There’s a lot of kerfuffle across the ol’ internet about Fucked Up’s latest record, the rather excellent David Comes to Life, being a double-LP rock opera. After all, Fucked Up is supposed to be a punk band, and double-album rock operas represent everything about the bloated, Pink Floydian pomposity of popular music that punk was defined antagonistically towards. But then, once punk became refined to the point of reification (via skank rabbit skateboard stickers, Avril Lavigne–issue pink wristlets, and whatever else), doesn’t it then become punk to do something as totally un-punk as release a rock opera? It may seem like lazy South Park politics: being defiant and contrarian and a pain in the ass at expense of actually caring about anything, but oh well. David Comes to Life is great. And ditto Fucked Up’s first video for (almost) album-opener “Queen of Hearts.”
Intentionally or not, the bombast of rock operadom comes to bear immediately on “Queen of Hearts,” if only in the video evocation of the tightly-wound elementary school backdrop of Pink Floyd’s The Wall. (Though, fairly, writer/director Scott Cudmore’s visual palette owes more to Michael Haneke’s WWI schoolhouse parable The White Ribbon or, at the very least, M. Night Shyamalan’s The Village.) Then there’s also the fire burning in the distance, its provenance unknown, unless you’re already fluent in David‘s extensive liner notes/libretto. After sternly reprimanding her students for their previous rehearsal, our school marm presses play on an old stereo and conducts her pupils through a boys against girls choral version of “Queen of Hearts.” In the first verse, Damian Abraham’s yowly vocals are reinterpreted as pre-punk chirps, giving life to the consciously adolescent rage explored on the album. Then the girls come in with harmonies and it all starts sounding as beautiful as it does on record.
Some may scoff at the “Queen of Hearts” video, and they might have reason. Certainly, since the blowback from the band picking up the 2009 Polaris Prize for their excellent sophomore record The Chemistry of Common Life, haters have been prone to hating. Critics (that is, critics of the band, not music critics, who unanimously adore Fucked Up) sneer that the band—which, yes, used to have a guy named Concentration Camp on vocals and release records with photos of Hitler on the sleeve, but, it should be noted is still called Fucked Up—has abandoned the legitimacy of their punk roots for the respectability of grossly ambitious, glossily-produced albums, with three guitarists. It’s not an uncalled-for niggle, but it all really depends on what you value more: the music, or some hazy ethical boilerplate you read on the back of some crusty’s jacket patch. And anyways what’s the matter with ambition? Sure it’s antithetical to the scuzz of slackerdom, but without ambition there’d be no Iron Maiden or Operation: Mindcrime or Zen Arcade (a seminal precedent for double-LP punk records).

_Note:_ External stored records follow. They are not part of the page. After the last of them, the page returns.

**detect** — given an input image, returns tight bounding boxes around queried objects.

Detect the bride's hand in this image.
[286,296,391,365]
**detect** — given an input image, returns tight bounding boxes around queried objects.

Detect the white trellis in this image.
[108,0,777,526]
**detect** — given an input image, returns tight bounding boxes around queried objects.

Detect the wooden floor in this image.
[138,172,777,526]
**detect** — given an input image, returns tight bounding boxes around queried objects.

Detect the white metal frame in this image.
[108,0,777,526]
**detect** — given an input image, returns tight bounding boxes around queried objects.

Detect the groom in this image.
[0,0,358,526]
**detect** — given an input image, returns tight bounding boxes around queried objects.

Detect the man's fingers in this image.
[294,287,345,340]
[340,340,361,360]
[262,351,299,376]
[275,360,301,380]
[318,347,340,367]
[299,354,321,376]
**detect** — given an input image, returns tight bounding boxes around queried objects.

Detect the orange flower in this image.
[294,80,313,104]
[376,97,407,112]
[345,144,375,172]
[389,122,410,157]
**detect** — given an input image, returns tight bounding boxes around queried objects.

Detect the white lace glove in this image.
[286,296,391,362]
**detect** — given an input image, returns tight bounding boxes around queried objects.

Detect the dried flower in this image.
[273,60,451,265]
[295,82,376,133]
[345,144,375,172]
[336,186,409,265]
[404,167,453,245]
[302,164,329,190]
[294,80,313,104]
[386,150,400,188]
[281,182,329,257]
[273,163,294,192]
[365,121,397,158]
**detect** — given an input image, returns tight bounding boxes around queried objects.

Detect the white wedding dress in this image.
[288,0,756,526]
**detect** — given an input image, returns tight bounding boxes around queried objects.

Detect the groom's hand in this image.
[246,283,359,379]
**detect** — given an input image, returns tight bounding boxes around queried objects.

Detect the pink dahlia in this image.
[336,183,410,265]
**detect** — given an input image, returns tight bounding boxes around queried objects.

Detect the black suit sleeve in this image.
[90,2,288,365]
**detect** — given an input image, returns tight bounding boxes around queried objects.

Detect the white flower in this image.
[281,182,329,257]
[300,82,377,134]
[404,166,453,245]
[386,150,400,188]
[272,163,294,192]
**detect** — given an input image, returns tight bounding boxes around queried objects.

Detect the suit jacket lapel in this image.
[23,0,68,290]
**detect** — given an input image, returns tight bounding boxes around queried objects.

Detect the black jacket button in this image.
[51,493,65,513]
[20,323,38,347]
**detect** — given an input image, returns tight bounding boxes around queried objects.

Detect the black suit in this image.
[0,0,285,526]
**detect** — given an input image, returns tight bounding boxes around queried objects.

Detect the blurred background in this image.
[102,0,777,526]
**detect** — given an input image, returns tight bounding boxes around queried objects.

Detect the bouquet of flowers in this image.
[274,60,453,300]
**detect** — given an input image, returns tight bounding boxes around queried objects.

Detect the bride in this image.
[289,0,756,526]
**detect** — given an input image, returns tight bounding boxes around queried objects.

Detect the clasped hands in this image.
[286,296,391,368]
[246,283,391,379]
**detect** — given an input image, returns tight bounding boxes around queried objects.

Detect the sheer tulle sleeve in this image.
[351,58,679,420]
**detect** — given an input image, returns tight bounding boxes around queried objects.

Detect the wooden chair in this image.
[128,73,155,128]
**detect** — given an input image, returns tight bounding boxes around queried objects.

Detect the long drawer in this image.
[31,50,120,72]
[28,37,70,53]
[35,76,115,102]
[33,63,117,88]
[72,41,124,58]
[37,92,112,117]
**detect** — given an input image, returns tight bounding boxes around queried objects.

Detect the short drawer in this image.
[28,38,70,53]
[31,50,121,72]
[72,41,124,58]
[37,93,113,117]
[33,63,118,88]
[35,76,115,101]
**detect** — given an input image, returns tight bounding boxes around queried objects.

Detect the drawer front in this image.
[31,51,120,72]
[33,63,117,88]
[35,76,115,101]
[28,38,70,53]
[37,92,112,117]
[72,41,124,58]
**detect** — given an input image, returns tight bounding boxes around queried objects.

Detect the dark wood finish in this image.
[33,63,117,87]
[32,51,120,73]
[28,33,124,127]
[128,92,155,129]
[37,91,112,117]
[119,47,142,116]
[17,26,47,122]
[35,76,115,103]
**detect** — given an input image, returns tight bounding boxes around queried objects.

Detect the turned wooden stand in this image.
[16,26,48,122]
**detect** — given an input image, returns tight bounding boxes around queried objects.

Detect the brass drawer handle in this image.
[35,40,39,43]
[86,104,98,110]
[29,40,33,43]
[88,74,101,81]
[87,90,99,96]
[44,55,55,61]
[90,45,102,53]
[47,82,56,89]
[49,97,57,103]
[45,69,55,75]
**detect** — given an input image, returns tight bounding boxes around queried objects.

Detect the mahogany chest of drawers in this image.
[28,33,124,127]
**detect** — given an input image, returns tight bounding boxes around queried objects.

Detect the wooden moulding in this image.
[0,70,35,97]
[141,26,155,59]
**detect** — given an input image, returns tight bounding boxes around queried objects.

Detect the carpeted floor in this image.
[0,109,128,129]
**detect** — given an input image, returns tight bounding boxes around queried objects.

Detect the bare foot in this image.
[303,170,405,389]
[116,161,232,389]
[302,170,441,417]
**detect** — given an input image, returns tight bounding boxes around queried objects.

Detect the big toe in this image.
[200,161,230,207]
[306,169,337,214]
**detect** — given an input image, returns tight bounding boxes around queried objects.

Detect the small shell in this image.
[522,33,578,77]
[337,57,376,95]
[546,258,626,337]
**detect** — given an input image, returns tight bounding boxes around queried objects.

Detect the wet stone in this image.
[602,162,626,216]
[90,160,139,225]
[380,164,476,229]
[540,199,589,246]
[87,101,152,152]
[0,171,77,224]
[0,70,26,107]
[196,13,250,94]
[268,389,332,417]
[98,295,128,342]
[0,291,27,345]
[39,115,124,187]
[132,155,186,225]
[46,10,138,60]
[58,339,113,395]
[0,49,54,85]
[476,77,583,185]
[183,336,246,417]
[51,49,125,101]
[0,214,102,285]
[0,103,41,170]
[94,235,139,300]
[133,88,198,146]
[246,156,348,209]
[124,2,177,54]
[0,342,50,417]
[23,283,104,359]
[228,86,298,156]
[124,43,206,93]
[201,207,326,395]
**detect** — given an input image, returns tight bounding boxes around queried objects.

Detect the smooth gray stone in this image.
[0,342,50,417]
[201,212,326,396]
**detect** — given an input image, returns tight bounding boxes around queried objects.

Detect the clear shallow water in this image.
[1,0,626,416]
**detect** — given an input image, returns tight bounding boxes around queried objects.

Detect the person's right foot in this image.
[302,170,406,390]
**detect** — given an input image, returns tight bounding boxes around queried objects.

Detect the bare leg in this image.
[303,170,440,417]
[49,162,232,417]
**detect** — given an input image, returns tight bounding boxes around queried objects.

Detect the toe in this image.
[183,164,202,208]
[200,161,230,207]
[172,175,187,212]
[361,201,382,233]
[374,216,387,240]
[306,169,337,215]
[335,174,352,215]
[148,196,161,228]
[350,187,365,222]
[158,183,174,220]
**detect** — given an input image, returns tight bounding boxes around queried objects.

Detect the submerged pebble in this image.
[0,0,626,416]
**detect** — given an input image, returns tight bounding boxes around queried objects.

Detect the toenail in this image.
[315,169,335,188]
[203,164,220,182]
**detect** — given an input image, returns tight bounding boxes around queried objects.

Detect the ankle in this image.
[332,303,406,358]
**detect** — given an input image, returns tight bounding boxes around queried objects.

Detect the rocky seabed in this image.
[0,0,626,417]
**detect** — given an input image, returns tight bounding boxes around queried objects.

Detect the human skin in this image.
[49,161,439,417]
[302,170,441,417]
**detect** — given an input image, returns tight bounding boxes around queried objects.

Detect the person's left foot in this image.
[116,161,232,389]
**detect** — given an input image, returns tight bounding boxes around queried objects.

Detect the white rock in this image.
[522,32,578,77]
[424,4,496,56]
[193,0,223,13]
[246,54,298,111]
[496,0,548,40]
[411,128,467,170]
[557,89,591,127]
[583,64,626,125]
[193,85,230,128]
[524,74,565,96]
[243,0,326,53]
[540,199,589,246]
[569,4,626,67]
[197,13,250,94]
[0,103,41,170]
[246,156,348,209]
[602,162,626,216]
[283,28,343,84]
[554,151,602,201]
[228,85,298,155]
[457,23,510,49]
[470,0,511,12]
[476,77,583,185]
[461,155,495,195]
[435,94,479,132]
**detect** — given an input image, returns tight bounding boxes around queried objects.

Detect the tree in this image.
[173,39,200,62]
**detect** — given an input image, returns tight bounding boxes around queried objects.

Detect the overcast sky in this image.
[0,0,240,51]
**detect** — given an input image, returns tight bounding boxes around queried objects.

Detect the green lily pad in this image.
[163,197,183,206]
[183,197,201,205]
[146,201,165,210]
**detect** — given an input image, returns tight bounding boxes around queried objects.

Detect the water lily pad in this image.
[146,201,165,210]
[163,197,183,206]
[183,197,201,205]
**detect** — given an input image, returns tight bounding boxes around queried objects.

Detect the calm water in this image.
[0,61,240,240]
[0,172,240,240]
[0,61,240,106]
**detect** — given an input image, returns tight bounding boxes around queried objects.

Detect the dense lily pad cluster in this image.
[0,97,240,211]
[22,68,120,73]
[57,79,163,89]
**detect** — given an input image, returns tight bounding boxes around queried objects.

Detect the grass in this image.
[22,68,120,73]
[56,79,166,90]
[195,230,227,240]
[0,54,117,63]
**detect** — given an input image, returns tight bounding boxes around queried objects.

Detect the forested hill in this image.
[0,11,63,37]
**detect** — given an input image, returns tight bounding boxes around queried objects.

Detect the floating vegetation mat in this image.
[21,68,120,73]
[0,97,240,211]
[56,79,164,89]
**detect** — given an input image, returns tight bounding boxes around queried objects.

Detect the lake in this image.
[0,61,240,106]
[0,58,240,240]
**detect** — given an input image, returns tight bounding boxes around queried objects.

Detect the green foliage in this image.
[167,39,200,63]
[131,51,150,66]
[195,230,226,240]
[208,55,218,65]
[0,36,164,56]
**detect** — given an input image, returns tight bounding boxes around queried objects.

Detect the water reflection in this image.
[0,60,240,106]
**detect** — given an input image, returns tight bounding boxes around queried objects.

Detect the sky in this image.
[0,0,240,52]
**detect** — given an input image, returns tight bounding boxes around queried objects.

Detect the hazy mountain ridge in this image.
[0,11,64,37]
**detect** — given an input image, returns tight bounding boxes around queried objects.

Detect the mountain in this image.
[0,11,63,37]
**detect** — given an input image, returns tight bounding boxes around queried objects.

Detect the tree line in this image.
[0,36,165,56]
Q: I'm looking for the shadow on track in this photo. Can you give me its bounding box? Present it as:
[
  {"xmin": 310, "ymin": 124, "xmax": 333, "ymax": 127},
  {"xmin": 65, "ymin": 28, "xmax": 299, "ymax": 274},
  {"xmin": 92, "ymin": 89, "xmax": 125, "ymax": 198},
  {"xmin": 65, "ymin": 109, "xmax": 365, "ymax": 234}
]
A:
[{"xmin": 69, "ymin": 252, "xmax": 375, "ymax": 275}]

Most impressive about “Queen of Hearts,” though, is how Cudmore and co. offer a rejoinder to the perceived irrelevancy of rock videos. Where Kanye or Lady Gaga releases are made into events in virtue of both their length and epicly bloated production values, “Queen of Hearts” offers a thematic counterpoint to the album instead of just being an interpretation of the track. Like the song, the video sets the stage for the narrative of David Comes to Life, with the gender-stratified school kids providing handy stand-ins for album’s hero, a factory worker named David, and his love, Veronica. The mediation of teacher-as-authority-figure, and the conspicuous furnace in the schoolhouse, set the scene for David and Veronica’s struggle against authority and industrial banality. And the video’s end, when the the Steadicam pulls back to reveal a crew appearing to be filming a video (and is that Abraham in suspenders and a fake beard?), suggests the meta-narrative gestures of the album, in which the narrator and David actually vie for control of the story.
Uniquely, and essentially considering the song’s place as a chapter in fabulously-textured (and tricky-to-follow) narrative, the “Queen of Hearts” video doesn’t just complement the song, it clarifies it.